Donor nations yesterday pledged US$16 billion for Afghanistan to prevent turmoil in the country from getting worse when foreign combat troops depart, but called on Kabul to implement reforms to fight graft.
A statement at the closing of a conference in Tokyo confirmed donors would stump up US$16 billion in civilian aid through 2015, with several pre-conditions including a clampdown on corruption.
Afghan President Hamid Karzai was in the Japanese capital along with US Secretary of State Hillary Rodham Clinton and UN Secretary-General Ban Ki-moon for talks focused on the so-called “transformation decade” after the NATO drawdown.
“[The agreement] established a renewed, stronger foundation for partnership to support sustainable growth and development of Afghanistan throughout the transformation decade,” the statement said.
Yesterday’s conference hosted representatives from about 80 nations and international organizations in a gathering aimed at adopting the “Tokyo Declaration,” pledging support and cash for the turmoil-wracked nation.
The deal is meant to plug the gap between what Kabul gets from its barely functioning economy and what it needs to develop into a stable country.

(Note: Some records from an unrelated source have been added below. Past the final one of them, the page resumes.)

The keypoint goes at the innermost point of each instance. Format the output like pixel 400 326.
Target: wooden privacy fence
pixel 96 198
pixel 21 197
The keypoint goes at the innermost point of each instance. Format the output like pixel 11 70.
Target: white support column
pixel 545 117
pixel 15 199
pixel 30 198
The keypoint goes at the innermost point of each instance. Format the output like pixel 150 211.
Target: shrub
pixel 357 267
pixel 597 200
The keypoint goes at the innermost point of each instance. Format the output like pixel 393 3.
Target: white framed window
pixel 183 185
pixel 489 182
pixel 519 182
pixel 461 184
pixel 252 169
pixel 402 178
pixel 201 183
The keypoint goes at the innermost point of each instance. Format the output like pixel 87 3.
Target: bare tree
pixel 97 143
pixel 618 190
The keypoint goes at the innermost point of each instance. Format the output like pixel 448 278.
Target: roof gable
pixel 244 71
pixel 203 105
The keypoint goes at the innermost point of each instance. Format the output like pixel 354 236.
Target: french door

Afghanistan covers only a third of the US$6 billion it spends each year, not counting security costs, and has for a long time been heavily dependent on aid.
There are fears that once the US and its allies no longer have to worry about their soldiers dying in Afghanistan after the 2014 pullout, the country could be left to drift into the hands of drug lords and extremists.
The deal calls for a monitoring mechanism, and follow-up ministerial meetings every two years, to ensure Afghanistan was on the right track with respect to holding democratic elections, fighting corruption and promoting human rights.
The statement added that participants “renewed their firm determination to combat terrorism and extremism in all their forms and never to allow Afghanistan to become a sanctuary for international terrorism again.”
Afghan Minister of Foreign Affairs Zalmai Rassoul said Kabul would make good on its commitments.
“The Afghan government will deliver,” he told a news briefing. “We are talking about the future. We are not talking about the past, and there is no choice. That is the duty that the Afghan government will deliver,” Rassoul said.
Japanese Minister of Foreign Affairs Koichiro Gemba said the deal sent the “strategic message that Afghanistan can continue to develop sustainably and in a self-reliant way in a post 2014 period.”
According to the World Bank, spending on defense and development by foreign donors accounted for more than 95 percent of GDP in 2010 and last year.
In May, an Afghanistan security conference in Chicago involving the countries of the NATO-led coalition adopted a plan to provide US$4.1 billion in annual security aid in coming years.